Well, us girls love it. I've been particularly lucky in that the weather has been fabulous and I've only put the hood up to park the car overnight – and once you know the car's little idiosyncrasies the hood is extremely easy to operate.
The system is inclined to bleep at you without telling you why, which is a bit disconcerting at first. Apparently, it is essential to leave the retractable boot cover in place before operating the hood opening mechanism.
As a real test, we put two teenagers in the back and a week's shopping in the boot. The shopping was fine but for rear seat passengers, spending more than a few miles in the back is quite uncomfortable.
And, for those of you who may be interested in canine matters, this is not a car for my dog Jim and his travelling cage – there's not enough room.
Along with the reduced leg room, the cabin is also extremely blustery at speed with the roof down and conversation is impossible.

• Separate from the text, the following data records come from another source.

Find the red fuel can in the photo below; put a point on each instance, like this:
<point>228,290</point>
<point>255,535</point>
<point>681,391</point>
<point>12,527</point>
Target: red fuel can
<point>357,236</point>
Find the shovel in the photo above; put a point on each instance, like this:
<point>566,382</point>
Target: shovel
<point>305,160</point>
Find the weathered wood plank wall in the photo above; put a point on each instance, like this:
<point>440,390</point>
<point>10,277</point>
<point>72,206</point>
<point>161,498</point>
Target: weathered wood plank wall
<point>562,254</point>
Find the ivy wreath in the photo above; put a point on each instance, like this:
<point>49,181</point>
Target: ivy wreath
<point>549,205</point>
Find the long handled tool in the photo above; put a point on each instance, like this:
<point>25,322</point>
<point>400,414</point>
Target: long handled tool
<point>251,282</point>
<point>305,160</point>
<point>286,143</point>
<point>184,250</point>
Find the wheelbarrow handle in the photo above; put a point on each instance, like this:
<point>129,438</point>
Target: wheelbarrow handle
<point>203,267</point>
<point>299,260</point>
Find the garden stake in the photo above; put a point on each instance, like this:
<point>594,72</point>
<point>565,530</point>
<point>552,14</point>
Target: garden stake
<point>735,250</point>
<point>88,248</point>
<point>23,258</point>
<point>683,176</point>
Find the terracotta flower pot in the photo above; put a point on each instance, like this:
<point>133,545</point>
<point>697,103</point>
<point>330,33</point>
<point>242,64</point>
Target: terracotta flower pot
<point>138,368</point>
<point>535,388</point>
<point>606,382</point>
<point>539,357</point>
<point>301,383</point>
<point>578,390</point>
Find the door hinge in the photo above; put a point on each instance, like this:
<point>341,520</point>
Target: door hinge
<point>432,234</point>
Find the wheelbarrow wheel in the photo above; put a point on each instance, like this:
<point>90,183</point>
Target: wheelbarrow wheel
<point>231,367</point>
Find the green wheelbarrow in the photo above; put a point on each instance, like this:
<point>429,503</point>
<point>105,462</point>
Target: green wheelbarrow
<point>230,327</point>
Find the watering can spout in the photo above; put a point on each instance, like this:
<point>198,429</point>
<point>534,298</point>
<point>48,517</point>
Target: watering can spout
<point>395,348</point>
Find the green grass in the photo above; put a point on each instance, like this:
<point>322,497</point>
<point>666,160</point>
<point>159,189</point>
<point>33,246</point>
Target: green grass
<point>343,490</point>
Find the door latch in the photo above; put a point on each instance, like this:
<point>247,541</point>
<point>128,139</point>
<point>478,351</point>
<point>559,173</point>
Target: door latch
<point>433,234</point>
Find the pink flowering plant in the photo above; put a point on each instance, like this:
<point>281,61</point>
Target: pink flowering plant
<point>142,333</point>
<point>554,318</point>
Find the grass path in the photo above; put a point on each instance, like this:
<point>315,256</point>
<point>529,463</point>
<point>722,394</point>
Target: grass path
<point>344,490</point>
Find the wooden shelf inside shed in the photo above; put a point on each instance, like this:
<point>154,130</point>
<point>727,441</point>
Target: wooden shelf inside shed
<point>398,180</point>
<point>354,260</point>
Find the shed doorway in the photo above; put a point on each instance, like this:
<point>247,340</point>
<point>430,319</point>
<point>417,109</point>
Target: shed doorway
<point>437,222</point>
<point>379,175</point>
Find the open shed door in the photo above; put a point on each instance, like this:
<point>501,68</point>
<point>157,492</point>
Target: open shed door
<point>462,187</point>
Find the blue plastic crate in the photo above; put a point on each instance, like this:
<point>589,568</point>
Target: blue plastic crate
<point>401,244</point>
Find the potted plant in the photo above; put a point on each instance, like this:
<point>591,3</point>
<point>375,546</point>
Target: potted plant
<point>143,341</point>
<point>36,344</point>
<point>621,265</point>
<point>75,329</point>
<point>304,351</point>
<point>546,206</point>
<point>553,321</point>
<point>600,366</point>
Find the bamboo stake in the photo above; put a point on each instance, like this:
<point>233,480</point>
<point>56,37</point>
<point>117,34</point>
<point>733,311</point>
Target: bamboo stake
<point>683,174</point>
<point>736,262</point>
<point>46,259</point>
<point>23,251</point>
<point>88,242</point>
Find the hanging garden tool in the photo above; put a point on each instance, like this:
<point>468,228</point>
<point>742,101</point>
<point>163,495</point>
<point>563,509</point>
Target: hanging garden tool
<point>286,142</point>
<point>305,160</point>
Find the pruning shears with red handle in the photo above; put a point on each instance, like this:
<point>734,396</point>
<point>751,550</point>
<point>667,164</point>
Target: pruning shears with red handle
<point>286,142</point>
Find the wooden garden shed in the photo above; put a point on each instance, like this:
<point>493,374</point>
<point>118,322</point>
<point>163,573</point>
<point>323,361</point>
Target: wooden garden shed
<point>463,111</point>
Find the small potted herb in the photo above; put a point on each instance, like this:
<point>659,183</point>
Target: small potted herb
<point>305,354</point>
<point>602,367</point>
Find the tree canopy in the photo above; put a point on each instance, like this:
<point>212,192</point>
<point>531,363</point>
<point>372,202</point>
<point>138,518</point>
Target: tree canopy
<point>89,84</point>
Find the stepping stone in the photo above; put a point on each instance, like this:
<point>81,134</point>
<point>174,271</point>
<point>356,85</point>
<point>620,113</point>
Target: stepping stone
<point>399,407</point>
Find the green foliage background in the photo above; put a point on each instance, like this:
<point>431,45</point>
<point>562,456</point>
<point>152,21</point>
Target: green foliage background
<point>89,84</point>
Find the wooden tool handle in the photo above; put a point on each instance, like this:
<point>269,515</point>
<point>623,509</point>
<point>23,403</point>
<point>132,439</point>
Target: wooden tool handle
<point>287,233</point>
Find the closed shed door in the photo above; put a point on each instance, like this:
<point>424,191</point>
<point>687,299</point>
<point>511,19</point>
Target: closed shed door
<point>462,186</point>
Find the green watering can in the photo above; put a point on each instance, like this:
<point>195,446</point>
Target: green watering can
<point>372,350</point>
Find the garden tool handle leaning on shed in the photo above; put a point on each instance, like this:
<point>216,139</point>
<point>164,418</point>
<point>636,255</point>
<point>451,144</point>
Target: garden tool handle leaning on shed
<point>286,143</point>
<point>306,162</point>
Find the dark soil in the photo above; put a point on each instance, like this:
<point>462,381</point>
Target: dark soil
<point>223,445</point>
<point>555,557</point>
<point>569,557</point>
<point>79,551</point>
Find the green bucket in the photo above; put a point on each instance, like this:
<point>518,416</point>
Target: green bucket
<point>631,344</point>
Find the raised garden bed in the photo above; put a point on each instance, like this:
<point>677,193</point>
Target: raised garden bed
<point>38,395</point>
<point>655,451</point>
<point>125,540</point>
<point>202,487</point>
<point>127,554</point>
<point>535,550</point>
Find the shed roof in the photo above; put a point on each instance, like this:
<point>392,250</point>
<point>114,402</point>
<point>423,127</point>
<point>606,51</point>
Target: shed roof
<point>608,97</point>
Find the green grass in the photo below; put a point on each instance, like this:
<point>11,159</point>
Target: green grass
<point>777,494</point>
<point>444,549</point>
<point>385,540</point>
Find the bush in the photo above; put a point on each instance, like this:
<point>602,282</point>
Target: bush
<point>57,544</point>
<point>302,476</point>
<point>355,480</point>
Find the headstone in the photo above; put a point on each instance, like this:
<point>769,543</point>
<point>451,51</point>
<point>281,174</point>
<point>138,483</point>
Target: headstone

Driving the 206 is great fun. Acceleration is lively, helped by the 136bhp 2.0-litre engine found in the GTi model. The gearstick is well positioned near to the driver and offers a reasonably slick action.
Now on to what I hope is not a serious problem.
Since I took care and control of the car, a rather nasty metal clanking noise has started emanating from the rear.
As a result, the 206 is now parked up for fear of aggravating the problem and, now the bank holiday has passed, it will be booked into our local Peugeot dealer as soon as possible. We'll report back on the outcome in the next test report.